D’ailleurs, des flopées de gamins, accompagnés de leurs parents, des jeunes et des moins jeunes, ont investi les lieux, avides de voir, de revoir ou découvrir leur petit « Disneyland » et ses personnages magiques, avec comme nouveauté cette année, l’introduction des léopards, des pumas et un bison à la bergerie, nous indique Isabelle Gillier, directrice adjointe. Le spectacle est gratuit pour les enfants mesurant moins d’un mètre. Un spectacle familial à la fois féerique et magique, alliant des numéros très esthétiques et des numéros exceptionnels de renommée internationale. Une attention particulière a été apportée à la création des costumes et aux choix des musiques et chorégraphies. Des artistes et des techniciens venus des quatre coins du monde, triés sur le volet -Brésiliens, Colombiens, Chinois, Italiens et Algériens – entre autres, ont participé au montage de ce nouveau spectacle : le mariage sur la piste des grands classiques du cirque et des numéros à sensations fortes. Un spectacle dynamique et impressionnant. Il offre au spectateur à la fois du rire, de l’émotion, des frissons et surtout beaucoup de plaisir, deux heures durant et à raison de deux séances par jour. Des clowns, des funambules, des acrobates, des animaux exotiques, lions, tigres, dont le tigre blanc, des crocodiles, des serpents, un bison, un yack, un lama, des zèbres, un alpaga, des chevaux, et le Globe avec ses motos magiques. Au grand bonheur des petits comme les grands d’ailleurs.

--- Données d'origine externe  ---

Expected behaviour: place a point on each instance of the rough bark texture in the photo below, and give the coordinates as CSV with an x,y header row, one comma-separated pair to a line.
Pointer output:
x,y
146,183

Le cirque Amar est fondé par Ahmed Ben Amar, né dans la région de Bordj, en 1860. Aujourd’hui, c’est la famille Togni qui exploite le label du cirque. Une tradition familiale héritée et jamais interrompue depuis 1870, date de la création du premier cirque de la famille Togni en Italie. Dans ce même esprit, les Togni ont formé des personnels aux différents métiers du cirque, dont des Algériens, pour donner l’occasion aux jeunes de différentes nationalités d’exprimer leurs talents. Les enfants vont s’éclater pendant trois semaines, en accédant au cirque, cet art populaire compréhensible par tous, qui leur offre des instants magiques qu’ils garderont en mémoire toute leur vie. « Nous avons sillonné plusieurs pays du monde, mais c’est en Algérie, que nous sommes mieux accueillis et, particulièrement, à Bordj, en tant que fief de la famille Amar », conclut notre interlocutrice.